Churchill called U-boats 'the only thing that really frightened me during the war.' For five years, German submarines tried to starve Britain into surrender — and almost succeeded.

The Battle of the Atlantic was the longest continuous military campaign of World War II, running from the first day of the war to the last — September 3, 1939 to May 8, 1945. Britain depended on over a million tons of imported food, fuel, and war material every week to survive. Germany's goal was simple: cut those supply lines with submarines and starve the island nation into surrender.

In 1940 and early 1941, German U-boat commanders called it 'the Happy Time.' Operating in 'wolfpacks,' multiple submarines would coordinate attacks on Allied convoys, picking off merchant ships faster than they could be replaced. U-boat ace Otto Kretschmer sank 44 ships in 18 months. By the end of 1940, Britain was losing shipping faster than it could build replacements.
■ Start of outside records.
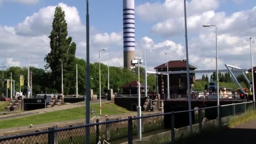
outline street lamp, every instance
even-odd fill
[[[139,82],[139,64],[142,63],[143,61],[142,58],[135,58],[134,60],[132,61],[132,64],[138,64],[138,107],[137,107],[137,117],[141,116],[141,84]],[[139,119],[138,122],[138,139],[139,140],[141,139],[141,119]]]
[[[254,42],[251,41],[251,37],[250,37],[250,42],[251,44],[251,77],[252,79],[252,86],[253,86],[253,101],[255,101],[255,97],[254,96],[254,81],[253,80],[253,43]],[[254,109],[255,109],[255,103],[254,102]]]
[[[62,65],[62,61],[59,60],[60,61],[61,61],[61,96],[63,98],[63,68]]]
[[[146,64],[146,51],[148,49],[145,48],[145,96],[147,97],[147,64]]]
[[[165,53],[165,55],[167,56],[167,72],[169,72],[169,67],[168,63],[169,63],[169,60],[168,60],[168,53]],[[170,99],[170,87],[169,85],[169,74],[167,75],[167,95],[168,96],[168,99]]]
[[[99,115],[101,115],[101,56],[100,51],[107,51],[107,49],[104,48],[99,51]]]
[[[30,97],[30,86],[29,85],[29,59],[32,58],[31,56],[29,57],[29,65],[27,69],[27,96],[29,98]]]
[[[2,77],[2,86],[3,86],[3,88],[2,89],[2,96],[3,96],[3,82],[4,81],[4,78],[3,78],[3,68],[4,67],[6,67],[6,66],[3,66],[3,67],[1,67],[3,70],[3,76]]]
[[[218,48],[217,47],[217,27],[214,25],[211,24],[205,24],[203,26],[203,27],[215,27],[215,36],[216,36],[216,71],[217,73],[217,105],[218,106],[219,105],[219,69],[218,68]],[[219,118],[220,118],[219,116],[219,109],[218,109],[218,117]]]

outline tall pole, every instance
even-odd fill
[[[30,73],[30,96],[32,96],[33,93],[32,93],[32,72]]]
[[[138,58],[138,107],[137,112],[138,112],[138,117],[140,117],[141,116],[141,84],[139,82],[139,62],[140,59]],[[141,139],[141,119],[139,119],[138,121],[138,139],[140,141]]]
[[[85,124],[90,123],[90,43],[89,41],[89,3],[86,0],[86,102],[85,102]],[[90,128],[85,128],[85,144],[89,144],[90,135]]]
[[[146,63],[146,51],[147,51],[147,48],[145,48],[145,96],[147,97],[147,64]]]
[[[217,105],[219,107],[219,69],[218,67],[218,47],[217,46],[217,27],[215,25],[213,25],[213,26],[215,27],[215,42],[216,43],[216,71],[217,72]],[[217,112],[218,112],[218,118],[221,118],[221,117],[219,117],[219,108],[218,108]]]
[[[100,52],[101,51],[99,51],[99,115],[101,115],[101,58],[100,56]]]
[[[168,59],[168,53],[165,53],[165,55],[167,56],[167,72],[169,72],[169,60]],[[170,99],[170,86],[169,85],[169,74],[167,75],[167,96],[168,96],[168,99]]]
[[[77,83],[76,83],[76,90],[77,90],[77,98],[78,97],[78,84],[77,83],[77,70],[76,70],[76,73],[77,73]]]
[[[107,67],[107,89],[109,89],[109,67]]]
[[[3,96],[3,93],[4,93],[4,90],[3,90],[3,82],[4,82],[4,78],[3,78],[3,68],[4,67],[6,67],[5,66],[3,66],[3,67],[2,67],[2,72],[3,72],[3,75],[2,75],[2,96]]]
[[[251,45],[251,77],[252,79],[252,85],[253,85],[253,101],[255,101],[255,97],[254,96],[254,80],[253,80],[253,46],[252,46],[252,43],[251,41],[251,37],[250,37],[250,45]],[[254,104],[254,109],[255,109],[255,103],[253,103]]]
[[[11,73],[11,99],[13,99],[13,79],[12,73]]]
[[[62,61],[60,60],[61,61],[61,96],[62,98],[64,98],[63,96],[63,66],[62,65]]]
[[[186,40],[186,54],[187,57],[187,82],[188,95],[189,97],[189,110],[191,110],[191,96],[190,95],[190,82],[189,80],[189,54],[187,44],[187,11],[186,8],[186,0],[184,0],[184,17],[185,18],[185,37]],[[192,133],[192,114],[191,111],[189,112],[189,132]]]
[[[27,96],[28,98],[30,97],[30,87],[29,86],[29,65],[27,69]]]

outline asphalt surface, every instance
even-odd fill
[[[204,136],[189,144],[256,144],[256,119],[210,135]]]

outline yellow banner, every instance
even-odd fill
[[[24,78],[23,75],[20,76],[20,82],[21,86],[24,85]]]
[[[10,82],[10,81],[9,80],[7,80],[7,88],[10,88],[10,84],[9,84],[9,82]]]

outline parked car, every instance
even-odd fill
[[[10,101],[11,99],[9,98],[6,98],[4,96],[0,97],[0,101]]]

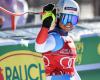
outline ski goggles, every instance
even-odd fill
[[[78,16],[72,15],[72,14],[61,14],[60,21],[64,25],[67,25],[67,23],[71,23],[72,25],[76,25],[78,23]]]

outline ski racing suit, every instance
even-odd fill
[[[57,26],[50,32],[42,27],[35,42],[36,51],[43,53],[46,80],[80,80],[76,79],[79,76],[75,70],[77,54],[73,39]]]

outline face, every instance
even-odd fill
[[[64,31],[69,32],[73,29],[74,26],[71,23],[67,23],[66,25],[63,25],[61,22],[59,22],[59,27]]]

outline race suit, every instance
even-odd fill
[[[72,38],[61,33],[58,29],[48,33],[46,28],[42,28],[35,49],[43,53],[47,76],[67,74],[72,77],[75,74],[76,48]]]

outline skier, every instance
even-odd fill
[[[78,23],[79,6],[74,0],[60,0],[56,8],[43,8],[42,27],[36,38],[35,50],[43,53],[46,80],[80,80],[75,70],[77,56],[73,39],[68,36]]]

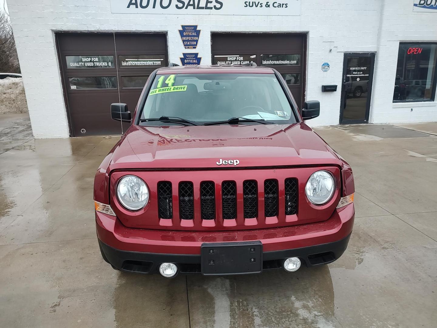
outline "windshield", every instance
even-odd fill
[[[296,122],[292,110],[274,74],[157,74],[140,119],[177,117],[202,123],[243,117],[288,124]]]

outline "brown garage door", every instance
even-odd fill
[[[213,33],[214,64],[254,62],[274,68],[284,77],[298,105],[305,99],[306,35]]]
[[[129,125],[111,119],[113,102],[136,105],[147,77],[167,65],[164,33],[56,35],[72,136],[120,134]]]

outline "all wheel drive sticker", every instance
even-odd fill
[[[165,79],[165,75],[163,75],[158,79],[158,84],[156,85],[156,88],[150,90],[149,95],[151,96],[153,94],[158,94],[166,93],[167,92],[174,92],[176,91],[187,91],[186,85],[174,85],[174,80],[176,75],[172,74],[170,75],[165,80],[165,84],[167,84],[167,87],[163,87],[164,83],[164,80]]]

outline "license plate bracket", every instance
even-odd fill
[[[260,273],[263,271],[263,244],[260,241],[204,243],[201,262],[205,276]]]

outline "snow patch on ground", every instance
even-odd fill
[[[27,112],[22,78],[7,77],[0,80],[0,114]]]

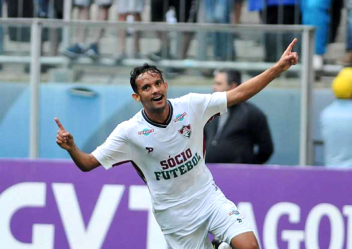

The tide began to turn through technology and intelligence. Britain cracked the German Enigma cipher machine with help from Bletchley Park, allowing convoys to be routed around wolfpack positions. Shipborne radar let escort vessels detect submarines on the surface. Long-range aircraft closed the 'Black Pit' in the mid-Atlantic where ships had previously sailed without air cover. Each breakthrough cost Germany more submarines and crews.

May 1943 became known as 'Black May' for Germany. In a single month, Allied forces sank 41 U-boats — roughly a quarter of the operational fleet. Admiral Karl Donitz suspended Atlantic operations and wrote in his diary that the navy had 'lost the Battle of the Atlantic.' He was right, though submarines continued to operate and sink ships until the war's end.

The human toll on both sides was staggering. The Allies lost 3,500 merchant vessels and 175 warships, with 36,000 merchant sailors and 36,000 naval personnel killed. Germany lost 783 submarines and approximately 30,000 U-boat sailors — over 75 percent of all men who served in U-boats. It was the highest casualty rate of any branch of any military in the war.

The Battle of the Atlantic shaped the war's outcome in ways that are easy to overlook. Every tank, aircraft, and soldier that reached Britain or the Soviet Union through the Allied supply chain had to survive the U-boat gauntlet first. The Normandy landings, the campaigns in North Africa and Italy, the entire western Allied war effort — all depended on winning a battle fought in darkness and cold on the open ocean.